Apostrophes should not be indexed as part of words
Closed, ResolvedPublic

Description

Author: gildas.ribot

Description:
Hello everybody !

I'm french, i use the mediawiki for myself.

I have trouble with it:

for example:

i made a page "la Manoeuvre d'ortolani"

i wrote some words:

"la manoeuvre d'ortolani est destinée à tester la hanche des nourissons"

well, ok, it's in french ;-)

the big bad trouble is:

when i search the word ORTOLANI, the mediawiki find ... nothing because for
mediawiki
"D'Ortolani" is ONE WORD but in french "D'ortolani" is a contraction of TWO WORDS
"DE + ORTOLANI" = "D'ORTOLANI"

I'm tired to modified all the page by writing this for trying to correct this:

"Manoeuvre d'ortolani (ortolani)"

could you try to fix it ?

thank you

sorry my english is ... bad really.


Version: unspecified
Severity: normal

Details

Reference
bz9598

Event Timeline

bzimport raised the priority of this task from to Medium.Nov 21 2014, 9:39 PM
bzimport set Reference to bz9598.
bzimport added a subscriber: Unknown Object (MLST).

The search engine use mysql Full-Text search engine, according to
the documentation [1] the apostrophe ' and underscore _ are considered
as part of the word.

The bug got fixed in mysql 5.1.6 [2]

Marking bug as

[1] http://dev.mysql.com/doc/refman/5.1/en/fulltext-fine-tuning.html
[2] MySQL bug report : http://bugs.mysql.com/bug.php?id=14194

ayg wrote:

That's MySQL fulltext.

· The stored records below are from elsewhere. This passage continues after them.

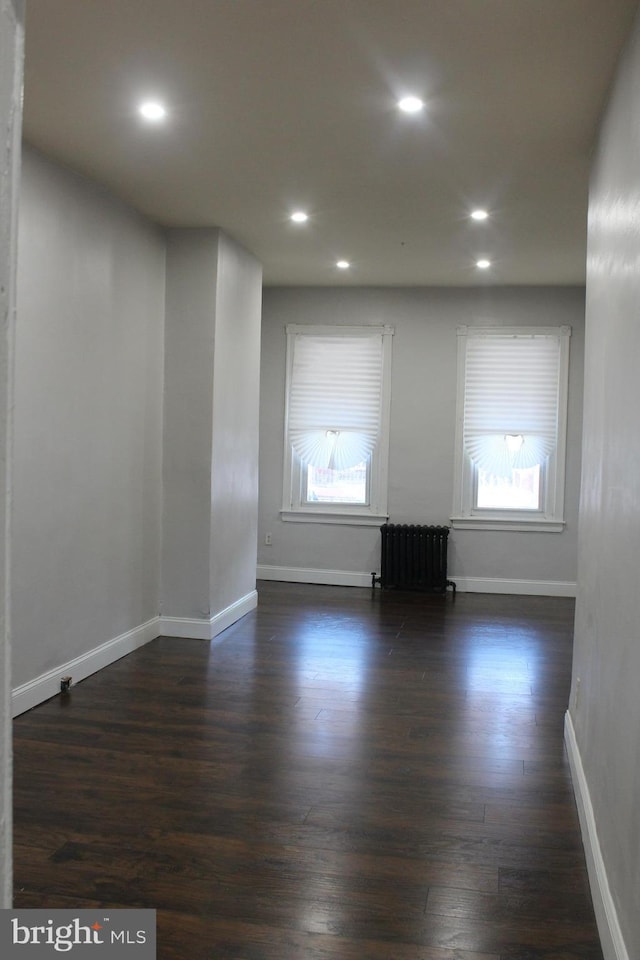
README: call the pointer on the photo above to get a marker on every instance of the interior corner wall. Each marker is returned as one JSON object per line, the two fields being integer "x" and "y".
{"x": 604, "y": 709}
{"x": 191, "y": 284}
{"x": 236, "y": 399}
{"x": 88, "y": 420}
{"x": 423, "y": 411}
{"x": 11, "y": 64}
{"x": 212, "y": 370}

Wikimedia doesn't use that, so I doubt the bug was filed
with that in mind. This should be filed against Lucene, presumably. I don't
know if this is fixable on our end, though?

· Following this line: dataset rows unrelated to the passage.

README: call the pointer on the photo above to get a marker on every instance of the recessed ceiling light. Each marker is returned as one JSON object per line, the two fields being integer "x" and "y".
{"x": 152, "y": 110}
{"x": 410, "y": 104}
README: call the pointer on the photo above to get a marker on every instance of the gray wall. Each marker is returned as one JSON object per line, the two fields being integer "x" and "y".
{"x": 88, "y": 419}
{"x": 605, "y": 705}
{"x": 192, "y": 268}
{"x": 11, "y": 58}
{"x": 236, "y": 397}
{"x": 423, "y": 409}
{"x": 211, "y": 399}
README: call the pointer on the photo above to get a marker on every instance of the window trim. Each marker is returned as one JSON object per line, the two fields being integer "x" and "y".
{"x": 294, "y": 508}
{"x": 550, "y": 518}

Lucene doesn't have this problem. reclosing.

[Merging "MediaWiki extensions/Lucene Search" into "Wikimedia/lucene-search2", see bug 46542. You can filter bugmail for: search-component-merge-20130326 ]

This bug is still here

For example : https://en.wikipedia.org/w/index.php?title=Special%3ASearch&profile=default&search=Arc-en-Ciel&fulltext=Search "Arc-en-Ciel" doesn't match any "L'Arc-en-Ciel" (with L') directly.

Compare with a search "L'Arc-en-Ciel" https://en.wikipedia.org/w/index.php?search=L%27Arc-en-Ciel&title=Special%3ASearch&fulltext=1

The "L'" should not be a part of the word, its another word.

Akeron: Could you please file a new bug report? This one got closed six years ago and nowadays issues for this problem to happen again are likely different. Thanks!